Prominin‐1‐Specific Binding Peptide‐Modified Apoferritin Nanoparticle Carrying Irinotecan as a Novel Radiosensitizer for Colorectal Cancer Stem‐Like Cells

Resistance of cancer stem cells to radiotherapy remains a major obstacle to successful cancer management. Prominin‐1 (PROM1) is a cancer stem cell marker. Nanoparticle (NP) chemotherapeutics preferentially accumulate in tumors and are able to target cancer and cancer stem‐like cells through cancer cell‐specific ligands, making them uniquely suited as radiosensitizers for chemoradiation therapy. Using a biocompatible apoferritin NP, a PROM1‐targeted NP carrying irinotecan (PROM1‐NP) is engineered.

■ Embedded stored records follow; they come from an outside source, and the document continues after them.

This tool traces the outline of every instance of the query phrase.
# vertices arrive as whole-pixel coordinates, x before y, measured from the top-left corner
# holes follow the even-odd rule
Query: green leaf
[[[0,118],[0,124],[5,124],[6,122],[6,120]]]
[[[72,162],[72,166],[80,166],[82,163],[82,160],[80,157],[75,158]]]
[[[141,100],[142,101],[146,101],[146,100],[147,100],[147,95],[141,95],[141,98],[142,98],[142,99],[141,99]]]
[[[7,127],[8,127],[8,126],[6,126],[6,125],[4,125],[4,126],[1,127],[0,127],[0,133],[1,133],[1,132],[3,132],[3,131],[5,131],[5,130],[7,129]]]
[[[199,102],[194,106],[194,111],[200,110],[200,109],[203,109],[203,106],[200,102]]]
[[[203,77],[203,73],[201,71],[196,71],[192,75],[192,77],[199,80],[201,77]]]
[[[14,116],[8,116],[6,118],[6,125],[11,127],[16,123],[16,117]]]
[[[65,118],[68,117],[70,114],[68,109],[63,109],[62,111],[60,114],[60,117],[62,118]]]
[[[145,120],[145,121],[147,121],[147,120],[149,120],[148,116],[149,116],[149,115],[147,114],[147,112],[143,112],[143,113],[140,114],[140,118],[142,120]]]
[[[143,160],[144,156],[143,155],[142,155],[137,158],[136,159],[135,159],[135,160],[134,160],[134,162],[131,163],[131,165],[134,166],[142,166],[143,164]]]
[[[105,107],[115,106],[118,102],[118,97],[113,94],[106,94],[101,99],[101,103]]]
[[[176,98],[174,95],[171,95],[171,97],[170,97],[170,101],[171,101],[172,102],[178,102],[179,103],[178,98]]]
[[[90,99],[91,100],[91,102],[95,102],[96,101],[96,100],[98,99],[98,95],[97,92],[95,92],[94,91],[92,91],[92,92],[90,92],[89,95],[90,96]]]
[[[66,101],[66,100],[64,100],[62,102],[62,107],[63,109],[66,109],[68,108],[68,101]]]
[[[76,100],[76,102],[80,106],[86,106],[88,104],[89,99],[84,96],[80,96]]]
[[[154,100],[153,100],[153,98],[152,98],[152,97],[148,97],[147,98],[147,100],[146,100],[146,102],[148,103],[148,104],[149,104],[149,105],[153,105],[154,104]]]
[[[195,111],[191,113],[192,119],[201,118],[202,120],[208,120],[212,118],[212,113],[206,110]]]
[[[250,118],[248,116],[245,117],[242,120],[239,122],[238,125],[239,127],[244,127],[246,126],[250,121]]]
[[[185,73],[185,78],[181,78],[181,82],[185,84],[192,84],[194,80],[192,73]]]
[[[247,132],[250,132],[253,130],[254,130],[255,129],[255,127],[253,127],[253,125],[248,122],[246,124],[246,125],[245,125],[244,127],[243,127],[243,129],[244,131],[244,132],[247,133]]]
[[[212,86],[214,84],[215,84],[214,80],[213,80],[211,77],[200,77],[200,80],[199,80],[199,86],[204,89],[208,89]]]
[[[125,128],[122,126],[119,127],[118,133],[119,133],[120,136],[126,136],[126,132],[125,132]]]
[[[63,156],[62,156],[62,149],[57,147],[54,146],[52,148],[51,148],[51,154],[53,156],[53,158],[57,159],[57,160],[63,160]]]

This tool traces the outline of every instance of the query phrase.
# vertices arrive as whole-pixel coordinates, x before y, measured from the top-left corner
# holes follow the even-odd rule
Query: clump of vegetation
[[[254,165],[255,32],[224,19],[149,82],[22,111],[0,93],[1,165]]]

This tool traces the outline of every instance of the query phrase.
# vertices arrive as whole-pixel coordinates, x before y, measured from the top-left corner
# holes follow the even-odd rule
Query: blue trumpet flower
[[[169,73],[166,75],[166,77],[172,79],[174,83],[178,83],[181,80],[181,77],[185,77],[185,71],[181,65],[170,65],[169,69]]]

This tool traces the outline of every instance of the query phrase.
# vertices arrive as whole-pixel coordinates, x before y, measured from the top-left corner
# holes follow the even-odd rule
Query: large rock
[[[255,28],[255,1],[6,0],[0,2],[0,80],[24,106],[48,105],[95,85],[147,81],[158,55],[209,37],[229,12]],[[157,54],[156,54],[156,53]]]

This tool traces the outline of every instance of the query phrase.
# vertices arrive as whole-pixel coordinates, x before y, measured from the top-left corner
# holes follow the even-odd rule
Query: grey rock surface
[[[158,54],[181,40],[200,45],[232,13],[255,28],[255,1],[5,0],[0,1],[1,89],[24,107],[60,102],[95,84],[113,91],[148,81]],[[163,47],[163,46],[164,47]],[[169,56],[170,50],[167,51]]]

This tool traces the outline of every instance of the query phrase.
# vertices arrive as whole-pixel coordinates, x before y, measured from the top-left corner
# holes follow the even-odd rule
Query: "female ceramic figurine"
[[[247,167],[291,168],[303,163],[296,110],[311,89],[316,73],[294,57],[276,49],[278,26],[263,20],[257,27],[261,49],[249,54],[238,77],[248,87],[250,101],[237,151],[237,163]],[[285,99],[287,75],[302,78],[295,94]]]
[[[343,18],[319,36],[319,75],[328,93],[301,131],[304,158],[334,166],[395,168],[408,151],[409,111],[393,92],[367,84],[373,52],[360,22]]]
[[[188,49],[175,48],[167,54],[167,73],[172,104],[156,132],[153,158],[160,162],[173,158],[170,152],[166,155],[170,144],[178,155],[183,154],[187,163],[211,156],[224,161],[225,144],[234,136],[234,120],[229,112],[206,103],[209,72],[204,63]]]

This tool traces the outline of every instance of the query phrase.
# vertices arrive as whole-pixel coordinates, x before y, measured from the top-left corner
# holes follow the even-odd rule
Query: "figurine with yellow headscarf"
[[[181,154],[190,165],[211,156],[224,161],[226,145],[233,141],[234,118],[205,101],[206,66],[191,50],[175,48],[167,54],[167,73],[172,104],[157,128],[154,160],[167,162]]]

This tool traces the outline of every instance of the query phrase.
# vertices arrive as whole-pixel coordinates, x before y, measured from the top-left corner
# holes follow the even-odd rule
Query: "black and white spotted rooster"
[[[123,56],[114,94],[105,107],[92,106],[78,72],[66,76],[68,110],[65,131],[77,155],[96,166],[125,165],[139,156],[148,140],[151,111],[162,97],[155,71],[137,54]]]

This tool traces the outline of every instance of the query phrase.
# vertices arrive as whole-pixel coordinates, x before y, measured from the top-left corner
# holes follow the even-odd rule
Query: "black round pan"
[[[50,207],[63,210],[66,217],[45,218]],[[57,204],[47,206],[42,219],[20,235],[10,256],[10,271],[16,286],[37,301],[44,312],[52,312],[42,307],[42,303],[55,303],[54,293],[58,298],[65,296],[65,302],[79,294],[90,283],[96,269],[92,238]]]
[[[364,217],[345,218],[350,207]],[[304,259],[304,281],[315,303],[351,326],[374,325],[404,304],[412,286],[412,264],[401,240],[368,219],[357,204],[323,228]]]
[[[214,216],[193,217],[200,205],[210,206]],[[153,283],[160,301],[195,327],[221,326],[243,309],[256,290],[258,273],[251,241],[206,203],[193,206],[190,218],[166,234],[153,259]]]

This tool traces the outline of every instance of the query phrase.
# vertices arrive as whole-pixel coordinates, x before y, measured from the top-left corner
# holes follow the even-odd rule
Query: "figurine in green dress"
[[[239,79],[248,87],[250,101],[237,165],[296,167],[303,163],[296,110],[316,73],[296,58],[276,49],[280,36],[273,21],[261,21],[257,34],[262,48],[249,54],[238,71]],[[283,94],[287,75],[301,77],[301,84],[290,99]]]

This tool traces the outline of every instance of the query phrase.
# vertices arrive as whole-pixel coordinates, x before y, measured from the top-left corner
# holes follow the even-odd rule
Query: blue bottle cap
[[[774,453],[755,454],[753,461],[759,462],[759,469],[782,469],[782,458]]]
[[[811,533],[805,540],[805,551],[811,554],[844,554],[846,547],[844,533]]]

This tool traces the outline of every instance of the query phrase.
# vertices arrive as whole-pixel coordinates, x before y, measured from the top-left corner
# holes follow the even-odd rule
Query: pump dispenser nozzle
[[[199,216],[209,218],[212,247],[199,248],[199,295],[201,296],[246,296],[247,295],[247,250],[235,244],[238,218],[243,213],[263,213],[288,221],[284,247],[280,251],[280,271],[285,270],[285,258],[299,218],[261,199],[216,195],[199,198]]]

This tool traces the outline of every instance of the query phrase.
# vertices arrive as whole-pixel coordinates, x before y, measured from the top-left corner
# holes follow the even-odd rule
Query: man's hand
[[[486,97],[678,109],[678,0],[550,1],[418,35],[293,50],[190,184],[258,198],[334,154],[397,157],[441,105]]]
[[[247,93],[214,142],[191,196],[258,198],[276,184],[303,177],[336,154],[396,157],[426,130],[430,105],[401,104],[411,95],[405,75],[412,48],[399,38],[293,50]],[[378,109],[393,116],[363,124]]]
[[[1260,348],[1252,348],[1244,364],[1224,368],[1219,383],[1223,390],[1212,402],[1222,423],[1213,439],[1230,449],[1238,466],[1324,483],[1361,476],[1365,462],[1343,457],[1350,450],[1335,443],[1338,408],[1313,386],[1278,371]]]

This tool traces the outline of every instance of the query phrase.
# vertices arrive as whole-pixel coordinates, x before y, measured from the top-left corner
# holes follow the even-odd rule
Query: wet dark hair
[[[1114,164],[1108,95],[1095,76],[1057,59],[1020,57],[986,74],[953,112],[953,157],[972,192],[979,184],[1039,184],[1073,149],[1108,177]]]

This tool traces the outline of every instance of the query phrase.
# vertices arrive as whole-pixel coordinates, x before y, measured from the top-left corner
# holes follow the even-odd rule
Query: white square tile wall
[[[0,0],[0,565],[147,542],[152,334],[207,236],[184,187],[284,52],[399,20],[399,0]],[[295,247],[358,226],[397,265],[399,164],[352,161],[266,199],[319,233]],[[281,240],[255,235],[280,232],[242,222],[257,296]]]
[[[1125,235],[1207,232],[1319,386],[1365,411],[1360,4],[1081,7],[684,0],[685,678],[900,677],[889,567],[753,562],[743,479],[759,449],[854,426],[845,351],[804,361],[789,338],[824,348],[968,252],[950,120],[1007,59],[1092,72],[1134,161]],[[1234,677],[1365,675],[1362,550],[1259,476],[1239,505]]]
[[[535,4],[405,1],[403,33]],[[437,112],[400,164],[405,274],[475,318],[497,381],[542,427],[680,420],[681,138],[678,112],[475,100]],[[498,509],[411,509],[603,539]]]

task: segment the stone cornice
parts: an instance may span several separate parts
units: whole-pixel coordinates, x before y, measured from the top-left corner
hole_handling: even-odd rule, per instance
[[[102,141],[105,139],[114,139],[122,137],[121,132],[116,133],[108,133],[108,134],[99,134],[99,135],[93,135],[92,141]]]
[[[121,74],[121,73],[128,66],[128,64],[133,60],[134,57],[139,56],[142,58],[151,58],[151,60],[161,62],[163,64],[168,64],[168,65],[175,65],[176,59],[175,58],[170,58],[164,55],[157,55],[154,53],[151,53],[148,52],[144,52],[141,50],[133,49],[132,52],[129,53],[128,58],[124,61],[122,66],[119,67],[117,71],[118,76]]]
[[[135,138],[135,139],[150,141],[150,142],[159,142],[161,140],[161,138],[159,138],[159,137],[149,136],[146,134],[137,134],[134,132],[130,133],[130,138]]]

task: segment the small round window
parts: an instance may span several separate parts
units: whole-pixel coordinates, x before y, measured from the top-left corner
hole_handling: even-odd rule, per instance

The synergistic effect of the NP and irradiation is evaluated in PROM1‐overexpressing HCT‐116 colorectal cancer cell lines in vitro and in vivo. PROM1‐NP has a size of 17.2 ± 0.2 nm and surface charge of ?13.5 ± 0.2 mV. It demonstrates higher intracellular uptake than nontargeted NP or irinotecan alone. Treatment with PROM1‐NPs decreases HCT‐116 cell proliferation in a dose‐ and time‐dependent manner. In vitro radiosensitization reveals that PROM1‐NP is significantly more effective as a radiosensitizer than nontargeted NP or irinotecan. HCT‐116 tumor xenograft growth is markedly slower following treatment with PROM1‐NP plus irradiation, suggesting that PROM1‐NP is more effective as a radiosensitizer than irinotecan and nontargeted NP in vivo. This study provides the first preclinical evidence of the effectiveness of PROM1‐targeted NP formulation of irinotecan as a radiosensitizer.